Associated Press
ATLANTA — The wife of a Georgia police chief who told a 911 dispatcher that he accidentally shot her in bed said she was asleep when the shooting happened but believes it was unintentional, authorities said Monday.
Margaret McCollom told investigators she couldn’t provide any information about the shooting, Georgia Bureau of Investigation Agent Sherry Lang said in a news release Monday.
Peachtree City Police Chief William McCollom called for help at 4:17 a.m. New Year’s Day, telling the dispatcher he shot his sleeping wife in their bed. Authorities said the shot was fired from the chief’s 9 mm Glock handgun, his service weapon.
Margaret McCollom’s condition has been upgraded from critical to fair, Atlanta Medical Center spokeswoman Nicole Gustin said.
Peachtree City officials placed William McCollom on administrative leave pending the outcome of the investigation. He has not been charged.
In the 911 call, William McCollom said he and his wife were both asleep when the shooting happened. He also said he was moving the gun before it fired.
“The gun was in the bed, I went to move it, and I put it to a side and it went off,” McCollom said in a recording of the emergency call.
Near the end of the call, the dispatcher asked the chief whether he was also sleeping when it happened. He responded that he was.

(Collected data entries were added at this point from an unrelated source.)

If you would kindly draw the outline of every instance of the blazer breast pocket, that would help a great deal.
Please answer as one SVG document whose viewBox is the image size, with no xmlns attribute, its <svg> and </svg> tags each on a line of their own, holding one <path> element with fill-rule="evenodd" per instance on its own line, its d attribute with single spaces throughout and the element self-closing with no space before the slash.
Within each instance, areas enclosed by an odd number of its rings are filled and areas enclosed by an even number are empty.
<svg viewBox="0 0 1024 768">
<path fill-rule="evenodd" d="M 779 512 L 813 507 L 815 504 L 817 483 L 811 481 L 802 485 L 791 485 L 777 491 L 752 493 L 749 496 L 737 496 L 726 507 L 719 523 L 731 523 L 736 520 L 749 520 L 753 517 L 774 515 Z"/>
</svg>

Griffin Judicial Circuit District Attorney Scott Ballard said the 911 recording is just one piece of evidence and that investigators are digging deeper to try to determine how the shooting occurred.
Before being hired in Peachtree City in 2012, McCollom worked for more than two decades in the Delray Beach, Florida, Police Department. He then became police chief in Tequesta, Florida.
William and Margaret McCollom divorced in 1999 before getting back together, court records show.